Lizard Point – in 2014

It’s not so much that we’ve never had weather like this before. The big difference is that severe weather is afflicting us more frequently; and so although I could try to support the ‘argument’ that climate change is fake news by citing this photo taken in 2014 and claiming that the weather has always been like this the only fact that matters is that there are many more extreme weather events than we had in the past, and it’s not down to sunspots, 5G telephone masts or Russian hackers it’s down to our profligate use of fossil fuels.

And so yesterday we were up at the allotment trying to make everything as secure as possible and then we went to the campervan to make sure it is as safe as we can make it. It’s parked within a hundred metres of the Severn Beach sea wall which, today , is the subject of red alert weather and flood warnings. Spring tide + force 10 winds always equals a storm surge so we’re paying constant attention to the mobiles for alerts . We once lived at the tidal end of the river Avon when we had the same combination of events combined with a snow melt and I’ve never seen water rise so rapidly, or menacingly. It was eerily silent as it topped the harbour walls and raced across the road towards us. Mercifully it stopped rising just a few inches below the point at which our basement would have flooded. This morning the only damage so far seems to be a flying fence from the Air BnB opposite the flat; and the scratches and dents were confined to the car which was abandoned by a previous tenant who took care to remove the plates before dumping it. At Green Park Station the glass roof – which was already in a precarious state – is shedding panes on to the ground, so probably no farmers’ market tomorrow. Ah well!

This week we’ve had two named storms; the first, Dudley, affected the north of the country but today’s storm Eunice is all over the South West. It kicked off at about 7.00am and built to crescendo during the morning. Apart from the flying fence the only other casualty looks like a smallish tree across the green. These winds growl and search at the windows with a real malignancy. Opposite my window as I write this, there’s a 20′ extractor chimney above a burger joint that’s become semi-detached at the top and is waving around alarmingly. It’s all very scary.

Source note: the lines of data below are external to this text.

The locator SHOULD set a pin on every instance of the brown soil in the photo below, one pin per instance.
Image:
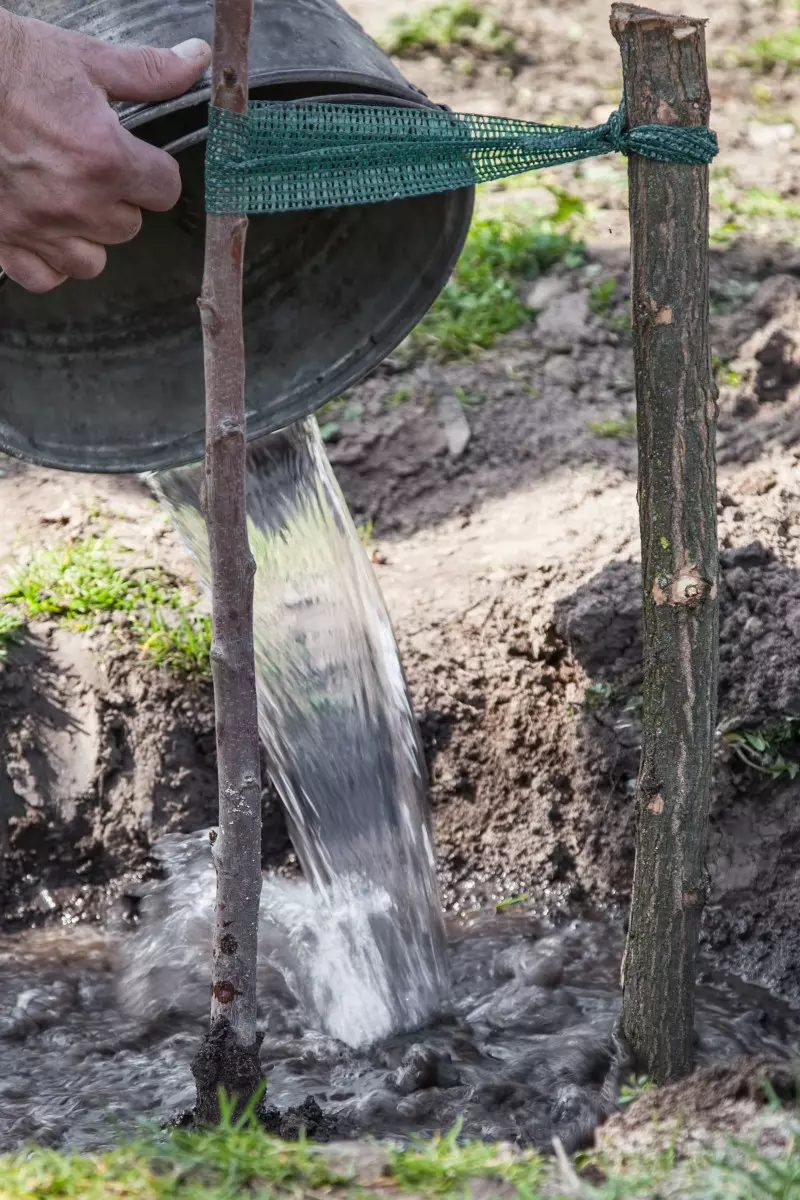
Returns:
(510, 569)
(704, 1111)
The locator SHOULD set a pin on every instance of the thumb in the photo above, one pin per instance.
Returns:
(143, 73)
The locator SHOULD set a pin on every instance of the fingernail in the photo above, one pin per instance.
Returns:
(192, 51)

So the question is – how can we live sane, flourishing and fulfilled lives in this insane society – or should we even try to do so? Years ago we were at the much missed Bristol Flower Show when we encountered a man in a wheelchair who’d had both of his legs amputated. He was being pushed by his son who had lovingly attached an ashtray to the arm of the chair with a jubilee clip so that his dad could carry on smoking, having no feet to stub out his dog-ends. Obviously it’s not sensible to be angry or berate either the man or his son for assisting the habit that was so obviously killing him. My reaction was to feel overwhelmed by a strange kind of hopeless compassion for someone who was being slowly killed, not entirely through his own idiocy but through human weakness and a powerful culture created and funded by the tobacco industry.

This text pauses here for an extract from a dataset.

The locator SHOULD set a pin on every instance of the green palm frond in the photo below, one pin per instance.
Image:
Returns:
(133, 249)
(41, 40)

I don’t want to spend a moment more than necessary being angry. How much time am I prepared to waste on shouting at the television and frothing with indignation – because that too is a killer! Most of us have a role in the decay of this society. We’re all a mixture; somewhere between the son and the father; and so we’re all both victim of climate change as well as being part of the problem. Nothing suits the fossil fuel lobby better than a situation where we all blame and fight against one another; cyclists against motorists, vegetarians and vegans against omnivores, city dwellers against farmers – and so on ad infinitum. In the end we all have to live in each others’ crap so let’s forget the squabbles and go after the real villains and their stooges in the press and in government. It seems to me that one way of changing things is to make sinning as difficult as possible. We should be hitting the fossil fuel corporations where it hurts them most – in the bottom line. We should go after their lobbyists – naming and shaming them for pandering to their employers. Public scorn – as we are seeing at the moment – can really wound the powerful.

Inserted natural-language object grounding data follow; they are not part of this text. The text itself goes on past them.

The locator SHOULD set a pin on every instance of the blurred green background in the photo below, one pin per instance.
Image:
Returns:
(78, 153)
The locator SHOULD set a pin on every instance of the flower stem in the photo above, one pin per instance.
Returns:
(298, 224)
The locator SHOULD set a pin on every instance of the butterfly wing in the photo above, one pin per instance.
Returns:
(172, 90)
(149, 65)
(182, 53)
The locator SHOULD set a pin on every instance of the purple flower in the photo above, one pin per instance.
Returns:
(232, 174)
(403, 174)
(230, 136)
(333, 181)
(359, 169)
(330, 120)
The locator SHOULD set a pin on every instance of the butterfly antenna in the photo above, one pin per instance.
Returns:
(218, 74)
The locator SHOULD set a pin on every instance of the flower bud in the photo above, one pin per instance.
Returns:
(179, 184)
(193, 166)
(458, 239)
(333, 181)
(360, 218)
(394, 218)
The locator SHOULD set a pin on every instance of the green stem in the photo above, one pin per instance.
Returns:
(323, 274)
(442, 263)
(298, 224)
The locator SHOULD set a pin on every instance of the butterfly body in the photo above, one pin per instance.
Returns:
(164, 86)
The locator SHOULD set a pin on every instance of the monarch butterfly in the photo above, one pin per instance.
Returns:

But we needn’t be angry – it saps the soul. With the allotment, the campervan and a hand lens in my pocket; and with a copy of the Tao te Ching somewhere to hand – I can live as sane, as flourishing and as fulfilled a life as is granted to me. Who could ask for more?

Postscript

Once the red alert had dropped to amber we went to look at the allotment and noticed a number of roof tiles near the entrance to the back door of the block where we live – any of them would have killed someone walking below. The allotment was completely hammered, with overturned sheds and broken greenhouses. Lots of glass flying about obviously. Our plot was mercifully intact but others were a sorry sight. The flood alert affecting the campervan site continues until tomorrow but we’re hoping with less wind and a smaller tidal surge we’ll be OK.